TEXAS PROMPT PAYMENT OF CLAIMS ACT [TPPCA]
APPRAISALS
&
INSURANCE BAD FAITH
Ortiz v. State Farm Lloyds Insurance [SFL], 589 S.W.3d 127 (Tex. 2019)
Opinion of Chief Justice Hecht Concurring in Part and Dissenting in Part
Chief Justice Hecht is joined by three other Justices.
Justice Hecht would have affirmed the court of appeals’ decision in full. His disagreement with the majority Opinion of the Court is to be found in its Part III-D. Chief Justice Hecht would hold that the insurer’s voluntarily and unconditional payment of the appraisal award does, as a matter of law, bar the insured’s recovery under TPPCA. (The reader is referred to Chief Justice Hecht’s remarkably interesting opinion in the Barbara Tech case.)
Quinn Comment. None of the Justices seem sympathetic to the idea that appraisal eventuates in an “award” as to the value of a covered loss. Thus, it comes pursuant to an agreement of the parties. It does not decide any coverage issues at all. It seems to me that if an insurer pays an “appraisal award” what it is doing is settling or partially settling it. It is not an admission of liability of any sort. The “appraisal award” is not a judgment, and it does not automatically entitle the insured to anything.
The use of the term “award” in this context is unfortunate. Receiving an award makes it sound like one has won something which must then be turned over. To be sure, an appraisal award may be a tactical victory, and it certainly determines how much an insurer will get for his loss, or part thereof, if the insured prevails in the rest of the case. It does not constitute or indicate a final victory.
This last observation is no dispute as to coverage. Now, at this point insurance language gets subtle and/or ambiguous. What is “coverage?” Can there be coverage and yet be an applicable exclusion? Different people say different things; the “insurance dialect” varies. What about this: Can there be coverage, but the claim defeated by the fact that a condition set forth in the policy is not satisfied? There is universal agreement that this is true. Hence, an agreement between an insurer and an insured that there is coverage, can go nowhere, if the insurer and the insured use the term “coverage” differently.

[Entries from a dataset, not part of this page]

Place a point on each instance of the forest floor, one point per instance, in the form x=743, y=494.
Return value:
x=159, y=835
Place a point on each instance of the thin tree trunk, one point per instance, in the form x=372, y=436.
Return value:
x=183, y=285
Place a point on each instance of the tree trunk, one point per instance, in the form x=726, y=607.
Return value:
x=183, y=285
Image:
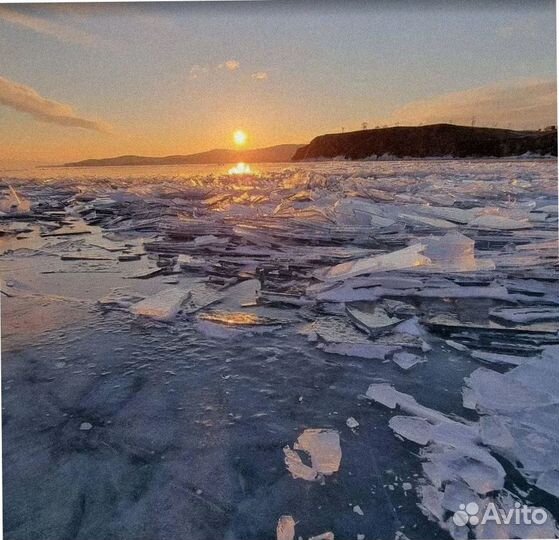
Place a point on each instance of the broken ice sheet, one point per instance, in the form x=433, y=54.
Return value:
x=526, y=314
x=323, y=448
x=454, y=252
x=14, y=202
x=372, y=322
x=406, y=360
x=499, y=223
x=238, y=318
x=409, y=257
x=162, y=306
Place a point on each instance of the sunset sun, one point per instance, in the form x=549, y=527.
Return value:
x=239, y=137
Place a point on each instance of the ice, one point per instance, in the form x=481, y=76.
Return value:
x=526, y=315
x=162, y=306
x=454, y=252
x=387, y=395
x=549, y=482
x=370, y=351
x=496, y=358
x=381, y=261
x=409, y=257
x=286, y=528
x=412, y=428
x=323, y=447
x=406, y=360
x=373, y=323
x=500, y=223
x=14, y=202
x=238, y=318
x=431, y=222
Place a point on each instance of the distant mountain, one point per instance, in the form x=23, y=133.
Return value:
x=437, y=140
x=271, y=154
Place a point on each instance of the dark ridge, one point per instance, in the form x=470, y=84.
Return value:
x=271, y=154
x=437, y=140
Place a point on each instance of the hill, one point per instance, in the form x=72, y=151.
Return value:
x=437, y=140
x=271, y=154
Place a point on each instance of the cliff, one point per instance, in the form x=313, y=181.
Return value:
x=437, y=140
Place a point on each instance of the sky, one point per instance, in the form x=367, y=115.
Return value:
x=82, y=81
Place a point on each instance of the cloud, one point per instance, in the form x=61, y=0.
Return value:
x=230, y=65
x=527, y=104
x=25, y=99
x=260, y=76
x=197, y=71
x=60, y=32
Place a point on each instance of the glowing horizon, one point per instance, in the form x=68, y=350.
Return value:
x=161, y=79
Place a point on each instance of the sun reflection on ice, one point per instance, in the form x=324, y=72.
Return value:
x=240, y=168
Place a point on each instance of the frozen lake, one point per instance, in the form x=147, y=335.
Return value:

Now, it is true that settlement agreements often involve nondisclosure clauses, and payment of an appraisal award may not involve one. But that is not a determinative fact. The absence of a nondisclosure agreement does not entail that the arrangement is not a settlement. Nor does the fact that the appraisal arises from a clause in the contract. The standard clause does not describe the appraisal award as a determination as to liability. Obviously, the insurer may be stuck with the number in the appraisal award as the measure of what it owes, but the lawsuit can continue as to other issues. Or not.